The Great Primary Key Debate for Modern Web Applications
Lukas Schneider
DevOps Engineer · Leapcell

Introduction
In the ever-evolving landscape of modern web application development, one fundamental decision often sparks considerable debate among architects and developers: the choice of primary key strategy. This seemingly simple choice—to use a Universally Unique Identifier (UUID), a large integer (BIGINT), or a meaningful natural key like an email address—can profoundly impact an application's scalability, performance, data integrity, and even team workflow. As applications grow in complexity, scale across distributed systems, and demand robust data models, understanding the nuances of each approach becomes critical. This article delves into the heart of this discussion, dissecting the merits and drawbacks of UUIDs, BIGINTs, and natural keys, to guide developers toward making informed decisions for their modern web projects.
Core Terminologies
Before we dive into the comparative analysis, let's establish a clear understanding of the core terms central to this discussion:
- Primary Key (PK): A column or a set of columns in a database table that uniquely identifies each row in that table. Primary keys enforce entity integrity and are crucial for establishing relationships between tables.
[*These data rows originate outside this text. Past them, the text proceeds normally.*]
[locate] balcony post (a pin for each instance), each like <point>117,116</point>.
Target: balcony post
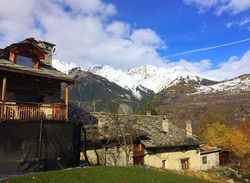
<point>66,102</point>
<point>4,88</point>
<point>3,107</point>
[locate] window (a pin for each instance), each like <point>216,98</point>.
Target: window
<point>163,163</point>
<point>204,160</point>
<point>140,147</point>
<point>185,164</point>
<point>25,61</point>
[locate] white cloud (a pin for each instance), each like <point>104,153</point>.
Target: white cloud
<point>234,67</point>
<point>85,33</point>
<point>244,22</point>
<point>229,24</point>
<point>221,6</point>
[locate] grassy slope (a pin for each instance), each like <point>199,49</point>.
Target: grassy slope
<point>104,175</point>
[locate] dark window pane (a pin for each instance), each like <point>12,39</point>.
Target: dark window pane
<point>25,61</point>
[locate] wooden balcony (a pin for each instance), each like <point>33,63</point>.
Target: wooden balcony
<point>32,111</point>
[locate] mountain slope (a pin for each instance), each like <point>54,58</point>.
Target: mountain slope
<point>94,88</point>
<point>188,101</point>
<point>150,77</point>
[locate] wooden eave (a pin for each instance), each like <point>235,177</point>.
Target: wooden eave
<point>63,79</point>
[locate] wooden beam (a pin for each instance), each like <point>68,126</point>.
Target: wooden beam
<point>67,102</point>
<point>36,65</point>
<point>13,57</point>
<point>4,88</point>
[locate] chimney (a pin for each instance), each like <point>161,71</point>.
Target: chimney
<point>165,124</point>
<point>189,127</point>
<point>101,124</point>
<point>148,112</point>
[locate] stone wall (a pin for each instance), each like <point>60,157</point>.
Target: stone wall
<point>173,160</point>
<point>212,160</point>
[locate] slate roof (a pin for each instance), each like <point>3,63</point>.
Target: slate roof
<point>43,71</point>
<point>158,138</point>
<point>151,128</point>
<point>206,149</point>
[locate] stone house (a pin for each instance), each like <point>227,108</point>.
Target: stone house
<point>210,156</point>
<point>158,143</point>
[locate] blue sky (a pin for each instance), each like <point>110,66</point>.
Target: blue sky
<point>128,33</point>
<point>183,28</point>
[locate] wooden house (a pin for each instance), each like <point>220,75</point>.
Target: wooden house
<point>35,132</point>
<point>30,87</point>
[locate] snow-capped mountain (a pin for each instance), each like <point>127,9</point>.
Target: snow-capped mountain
<point>236,85</point>
<point>63,66</point>
<point>147,76</point>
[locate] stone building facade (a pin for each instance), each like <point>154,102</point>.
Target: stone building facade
<point>158,143</point>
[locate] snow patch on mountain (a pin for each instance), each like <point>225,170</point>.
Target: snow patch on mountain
<point>235,85</point>
<point>147,76</point>
<point>63,66</point>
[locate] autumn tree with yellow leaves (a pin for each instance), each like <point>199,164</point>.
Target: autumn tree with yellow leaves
<point>216,132</point>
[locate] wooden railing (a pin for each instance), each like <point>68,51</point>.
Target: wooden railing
<point>10,111</point>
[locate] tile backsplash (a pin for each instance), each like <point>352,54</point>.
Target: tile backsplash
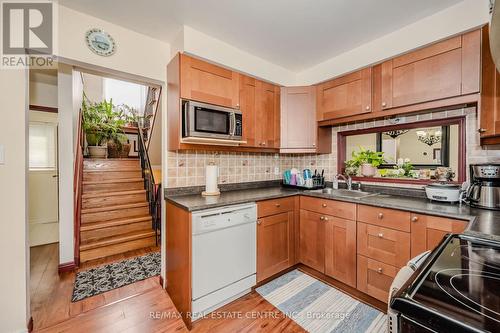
<point>188,168</point>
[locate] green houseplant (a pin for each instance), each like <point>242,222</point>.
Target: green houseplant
<point>368,160</point>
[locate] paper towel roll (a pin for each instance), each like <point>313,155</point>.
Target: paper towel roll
<point>211,176</point>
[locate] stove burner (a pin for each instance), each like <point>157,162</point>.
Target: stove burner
<point>448,282</point>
 - UUID (Universally Unique Identifier): A 128-bit number used to uniquely identify information in computer systems. UUIDs are generated without a central authority, making collisions highly improbable. They are often represented as a 36-character hexadecimal string, e.g., 
a1b2c3d4-e5f6-7890-1234-567890abcdef. - BIGINT: A data type representing a large integer, typically 64-bit. In the context of primary keys, BIGINTs are often auto-incrementing, meaning the database automatically assigns a sequential, unique number to each new record.
 - Natural Key: A primary key formed using one or more existing attributes that are intrinsically part of the entity and describe it uniquely. Examples include an email address for a user, an ISBN for a book, or a social security number.
 - Surrogate Key: An artificial, system-generated primary key that has no meaning outside the database itself. UUIDs and auto-incrementing BIGINTs are common examples of surrogate keys.
 - Distributed Systems: Systems where components are located on different networked computers, which communicate and coordinate their actions by passing messages. This environment often poses challenges for maintaining uniqueness and consistency.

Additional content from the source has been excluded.